World Bank keeps growth view for East Asia, Pacific


The World Bank yesterday kept its economic growth forecast for this year for developing East Asia and the Pacific (EAP) region unchanged, but added that it is vulnerable to any sharp slowdown in global trade or tightening in financial conditions.

The Washington-based lender expects the region, which includes China, to grow 6.2 percent this year, slowing from 6.4 percent growth last year.

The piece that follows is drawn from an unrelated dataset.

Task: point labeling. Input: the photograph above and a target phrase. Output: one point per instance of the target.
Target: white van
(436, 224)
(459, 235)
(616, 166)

It sees growth slowing further to 6.1 percent next year, compared with its previous forecast in October of 6 percent growth.

“Growth in developing East Asia and Pacific is expected to remain resilient, as continued buoyancy in domestic demand, including public and increasingly private investment, is supported by strengthening external demand,” the World Bank East Asia and Pacific Economic Update report said.

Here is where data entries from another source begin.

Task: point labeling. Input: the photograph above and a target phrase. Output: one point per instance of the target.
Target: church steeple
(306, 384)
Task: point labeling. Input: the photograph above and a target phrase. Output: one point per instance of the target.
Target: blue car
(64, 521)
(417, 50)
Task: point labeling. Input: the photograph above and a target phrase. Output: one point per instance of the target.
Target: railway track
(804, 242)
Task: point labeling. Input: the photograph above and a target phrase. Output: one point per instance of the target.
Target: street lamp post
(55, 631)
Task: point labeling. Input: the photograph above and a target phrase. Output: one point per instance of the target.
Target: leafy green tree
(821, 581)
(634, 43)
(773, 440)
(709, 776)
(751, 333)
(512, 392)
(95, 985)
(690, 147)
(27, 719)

“Nevertheless, global and regional vulnerabilities mean that the positive prospects for growth and poverty reduction in the region in this base case are subject to significant risks,” it said.

The World Bank kept its growth forecasts for China unchanged at 6.5 percent for this year and 6.3 percent for next year.

It said countries in the region might need to adjust their accommodative monetary policies as upward pressure on consumer prices could intensify on the back of a pickup in producer prices and projected recovery in commodity prices.

The monetary easing cycle in Indonesia likely needs to be placed on hold, and in the Philippines, policies must be ready to adjust to rising inflationary pressures, the World Bank said.

Additionally, any sharp slowdown in global trade or in China could pose risks to the region’s growth outlook.

“Significant slowdowns in world trade, whether stemming from mounting global protectionist pressures or from unanticipated weakness in global activity, could adversely affect most of the region,” it said.

The World Bank added that the region’s resilience could be tested if global financial conditions tighten faster than expected at a time when the US is normalizing its monetary policy.